If you’re reading this, you’re probably a person who thinks and works visually, so when thinking of where to do your next shoot, close your eyes and “see” it coming together. As photographers, we’re a group of people that make something out of nothing, so it’s important to be able to visualize things. Once you have that vision, you should start to think in terms of how you can make it all happen “there” in that physical space you have in mind.
When I talk about making something out of nothing, I’m talking about the idea that someone—a client, art director, etc.—can have a vision or an idea of how something will look and it becomes part of your job to start to make that vision a product. A big part of this is location. Quite often, I can make most shoots happen outside with just a few props to give context, but sometimes you need an environment to really make a certain concept translate. When I build shoots that require a location, I often try and think in terms of using spaces that are well lit (obviously) and how complicated it will be to get a property release if need be.
When I start to cross the location-scouting bridge, similar to casting, I begin to think in terms of my immediate resource pool. I ask myself, “who do I know that has access to space?” You know, that friend who works on old cars, or maybe that thrift shop down the block, your local optometrist, or that pub where you’re pretty tight with the bartender. Now pitching the idea of you and some kind of crew coming in and shooting is a whole other batch of hoops, but they are hoops you can jump through without too much hassle. Confidence, an easy going attitude, as well as transparency about what you will be trying to do is pretty important.

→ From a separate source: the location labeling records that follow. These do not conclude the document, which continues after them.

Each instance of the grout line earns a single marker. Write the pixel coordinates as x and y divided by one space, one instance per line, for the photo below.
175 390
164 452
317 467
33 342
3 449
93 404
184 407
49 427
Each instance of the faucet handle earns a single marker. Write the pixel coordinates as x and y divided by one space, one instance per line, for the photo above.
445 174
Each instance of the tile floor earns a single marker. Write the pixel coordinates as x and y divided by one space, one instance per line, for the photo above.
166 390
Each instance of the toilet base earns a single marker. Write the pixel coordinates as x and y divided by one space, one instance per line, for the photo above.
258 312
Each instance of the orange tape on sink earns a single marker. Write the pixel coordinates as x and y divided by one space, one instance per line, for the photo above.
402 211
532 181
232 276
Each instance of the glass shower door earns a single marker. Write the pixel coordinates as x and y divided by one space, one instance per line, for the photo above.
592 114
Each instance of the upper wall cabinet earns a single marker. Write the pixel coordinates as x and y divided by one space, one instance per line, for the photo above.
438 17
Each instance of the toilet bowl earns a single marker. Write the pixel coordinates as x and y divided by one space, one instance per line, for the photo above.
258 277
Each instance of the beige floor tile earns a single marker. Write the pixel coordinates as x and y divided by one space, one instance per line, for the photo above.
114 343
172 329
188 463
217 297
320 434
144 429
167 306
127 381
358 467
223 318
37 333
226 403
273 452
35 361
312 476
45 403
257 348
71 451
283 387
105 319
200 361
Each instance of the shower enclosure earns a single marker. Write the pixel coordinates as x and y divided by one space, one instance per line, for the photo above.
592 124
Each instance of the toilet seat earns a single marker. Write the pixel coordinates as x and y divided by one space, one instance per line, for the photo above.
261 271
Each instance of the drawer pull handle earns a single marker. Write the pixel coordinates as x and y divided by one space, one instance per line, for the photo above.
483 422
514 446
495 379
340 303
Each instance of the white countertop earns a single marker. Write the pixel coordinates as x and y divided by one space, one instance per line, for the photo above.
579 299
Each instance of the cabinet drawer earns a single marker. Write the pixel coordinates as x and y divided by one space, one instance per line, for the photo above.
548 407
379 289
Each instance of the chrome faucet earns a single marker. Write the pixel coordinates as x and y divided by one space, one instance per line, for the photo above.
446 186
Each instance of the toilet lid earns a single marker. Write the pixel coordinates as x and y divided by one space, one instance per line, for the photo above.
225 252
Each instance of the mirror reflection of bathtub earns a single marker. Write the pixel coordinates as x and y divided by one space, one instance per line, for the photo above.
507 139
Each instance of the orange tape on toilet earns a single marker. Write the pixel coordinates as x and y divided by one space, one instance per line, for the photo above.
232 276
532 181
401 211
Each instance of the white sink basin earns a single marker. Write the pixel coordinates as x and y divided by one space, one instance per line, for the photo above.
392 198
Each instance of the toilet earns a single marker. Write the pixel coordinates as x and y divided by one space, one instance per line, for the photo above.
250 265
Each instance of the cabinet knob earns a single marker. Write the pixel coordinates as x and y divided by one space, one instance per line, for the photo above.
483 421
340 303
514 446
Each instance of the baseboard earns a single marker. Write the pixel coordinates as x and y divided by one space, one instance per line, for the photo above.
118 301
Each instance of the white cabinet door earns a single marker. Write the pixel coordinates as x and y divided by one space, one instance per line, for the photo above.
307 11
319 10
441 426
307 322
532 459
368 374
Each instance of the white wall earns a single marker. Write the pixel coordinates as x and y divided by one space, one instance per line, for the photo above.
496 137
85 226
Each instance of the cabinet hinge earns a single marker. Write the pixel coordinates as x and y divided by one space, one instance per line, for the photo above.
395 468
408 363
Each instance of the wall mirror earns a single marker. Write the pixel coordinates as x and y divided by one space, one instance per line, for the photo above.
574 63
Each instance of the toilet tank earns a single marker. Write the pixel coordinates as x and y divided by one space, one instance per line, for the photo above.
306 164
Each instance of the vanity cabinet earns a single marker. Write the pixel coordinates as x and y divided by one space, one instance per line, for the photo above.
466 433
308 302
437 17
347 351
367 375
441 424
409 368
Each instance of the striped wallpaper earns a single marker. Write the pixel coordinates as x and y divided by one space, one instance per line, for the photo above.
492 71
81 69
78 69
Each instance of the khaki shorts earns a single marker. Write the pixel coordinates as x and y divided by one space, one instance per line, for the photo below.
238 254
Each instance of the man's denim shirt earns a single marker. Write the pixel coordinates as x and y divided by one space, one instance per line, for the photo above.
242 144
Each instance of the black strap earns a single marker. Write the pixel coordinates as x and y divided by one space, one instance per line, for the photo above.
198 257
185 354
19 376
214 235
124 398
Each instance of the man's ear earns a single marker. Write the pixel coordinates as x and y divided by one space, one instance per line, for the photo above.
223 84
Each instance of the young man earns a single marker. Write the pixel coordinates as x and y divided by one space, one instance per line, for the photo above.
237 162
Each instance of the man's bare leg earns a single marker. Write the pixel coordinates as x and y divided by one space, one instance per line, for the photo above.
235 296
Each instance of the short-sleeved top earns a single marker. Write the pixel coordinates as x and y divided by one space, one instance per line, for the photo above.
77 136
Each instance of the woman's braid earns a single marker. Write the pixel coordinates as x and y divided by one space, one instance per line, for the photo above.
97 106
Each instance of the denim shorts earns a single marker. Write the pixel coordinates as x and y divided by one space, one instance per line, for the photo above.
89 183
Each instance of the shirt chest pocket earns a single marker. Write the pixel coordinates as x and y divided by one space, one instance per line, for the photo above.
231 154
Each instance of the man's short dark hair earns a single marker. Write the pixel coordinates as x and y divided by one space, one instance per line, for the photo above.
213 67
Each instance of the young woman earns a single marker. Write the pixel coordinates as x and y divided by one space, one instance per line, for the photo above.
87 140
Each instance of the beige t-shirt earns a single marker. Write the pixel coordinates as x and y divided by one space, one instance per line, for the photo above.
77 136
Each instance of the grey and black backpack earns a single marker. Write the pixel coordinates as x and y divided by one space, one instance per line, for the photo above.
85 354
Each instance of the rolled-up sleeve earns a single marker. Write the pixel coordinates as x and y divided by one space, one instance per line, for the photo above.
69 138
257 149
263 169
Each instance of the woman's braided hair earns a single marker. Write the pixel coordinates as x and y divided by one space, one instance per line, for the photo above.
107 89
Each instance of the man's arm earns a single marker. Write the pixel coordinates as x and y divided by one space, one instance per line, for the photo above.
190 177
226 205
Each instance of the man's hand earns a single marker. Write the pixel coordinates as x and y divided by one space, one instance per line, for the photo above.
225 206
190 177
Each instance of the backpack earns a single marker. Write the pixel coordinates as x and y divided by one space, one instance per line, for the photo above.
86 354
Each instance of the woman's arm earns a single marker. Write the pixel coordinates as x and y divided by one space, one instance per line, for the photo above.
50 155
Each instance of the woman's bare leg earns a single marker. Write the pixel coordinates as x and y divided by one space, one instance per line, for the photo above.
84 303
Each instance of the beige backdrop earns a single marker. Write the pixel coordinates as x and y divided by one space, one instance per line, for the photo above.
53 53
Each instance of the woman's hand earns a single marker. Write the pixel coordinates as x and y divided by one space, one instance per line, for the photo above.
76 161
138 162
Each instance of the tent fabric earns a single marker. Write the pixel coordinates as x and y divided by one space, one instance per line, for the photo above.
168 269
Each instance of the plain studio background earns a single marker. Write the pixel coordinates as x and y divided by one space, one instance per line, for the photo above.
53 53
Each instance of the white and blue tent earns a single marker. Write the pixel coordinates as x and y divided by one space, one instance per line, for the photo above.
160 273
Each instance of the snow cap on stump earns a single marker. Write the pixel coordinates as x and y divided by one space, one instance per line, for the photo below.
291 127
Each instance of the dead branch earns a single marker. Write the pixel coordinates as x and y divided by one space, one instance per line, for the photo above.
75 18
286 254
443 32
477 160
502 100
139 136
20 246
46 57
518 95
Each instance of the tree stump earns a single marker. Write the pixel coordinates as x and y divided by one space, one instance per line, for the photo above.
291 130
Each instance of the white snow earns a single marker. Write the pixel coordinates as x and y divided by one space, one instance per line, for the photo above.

Now most people running small businesses don’t need to be hassled with the minutia of your shoot, but try and give them a decent scope of what you’ll be up to. Another thing to note here is to keep the scale of the shoot in line with your location. If it’s a small spot, make it a low impact production. If it’s a place that feels like you can get into more of a thing, go for it, just be sure to let the folks involved know. Also, be sure to pitch the idea that “Establishment X” will get sweet images for their use as a thank you.
A Real Life Example
Recently I built out a shoot that revolved around friends getting together and sampling some beers at a local beer garden. I had a vision of what this shoot would look like so the first step was to cast some folks (Model Mayhem casting call). Next up on the list was location and I had a few local spots on my radar so I made a list and started my web search. As a first step, I looked at images I could find of the places I wanted to shoot. Once I had a pretty good idea of what the places looked like, I knew that an on-site peek would be necessary, so I went ahead and scoped out the few remaining locations.
I had my heart set on Fieldwork in Berkeley because of all the great natural light and sparse interior of the brewery. I wrote up a rough sketch of the shoot—the same one I used for the casting—and printed it out along with a couple of my business cards. I got my portfolio and Instagram cued up on my device in the event they might want to see what my work looked like. I chatted with the on-site manager and everything went well. I introduced myself as a local professional lifestyle/environmental portrait photographer and that I was producing a small shoot that involved a small group of friends doing a beer tasting. I then complimented him on the space and asked a few of questions about how business was going, as it’s a new brewery. I tried to be respectful of his time so then asked if he thought I could make the shoot happen down the line? He was amiable, so I got email addresses for the rest of the team and put in the request to the other guys that would make the decision and got the green light. Bam, spot secured!
Luckily I managed to get in and out before the brewery got cracking, I wanted to cut down on too much background noise and I don’t want to have to sweat model release forms for randoms. Now that’s a success story that I wanted to give so you could see how it can turn out. For each time it works out, there are a stack of times it doesn’t, so heads up and don’t get discouraged.
Another avenue to explore when it comes to locations is to take a look at Airbnb rentals. Often, within your given area you can find some petty sweet spaces that can actually be relatively cost effective. Another way to look at it: you’re using a shoot to justify some travel! Remember, over at Model Mayhem you can set up a casting call for where you are going and then book a nice little space and make the shoot happen. Getting everything to come together is super fun, and, because of the novelty of a space or location, you will find your creativity really flowing!
Co-working spaces are also a frontier to explore. In most major city’s there are more and more of these cropping up and they could offer some nice environments to shoot a small business concept or student co-working shoot. Currently, I see Peerspace, Makeshift Society, Third Workplace, and WeWork. Now these are my local places and to be honest I have yet to explore this asset, but part of the idea behind producing your own shoots is to have all your ideas and in line and ready to be used in the event you need them.
Let It Happen Naturally
Sometimes moments just happen and luckily you carry your camera around with you…right? Well, only if you’re that person— frame right, get the mood right, light right, and you don’t need to sweat getting folks involved to make sure if it’s ok to shoot there. Example: you’re at a sweet book store with an attractive friend who has signed a model release and you see some frames. Please! Shoot! Keep your frames relatively tight and really keep the focus on your talent—this is so you won’t need to ask other patrons for model releases—and you should be good to go. After some thought, the right approach for different settings and situations will follow. Like street casting, you have to be ready for a bit of awkwardness and some uncomfortable-ness, but the more you do it, the more it will come together. Now get out there and make your shoots happen!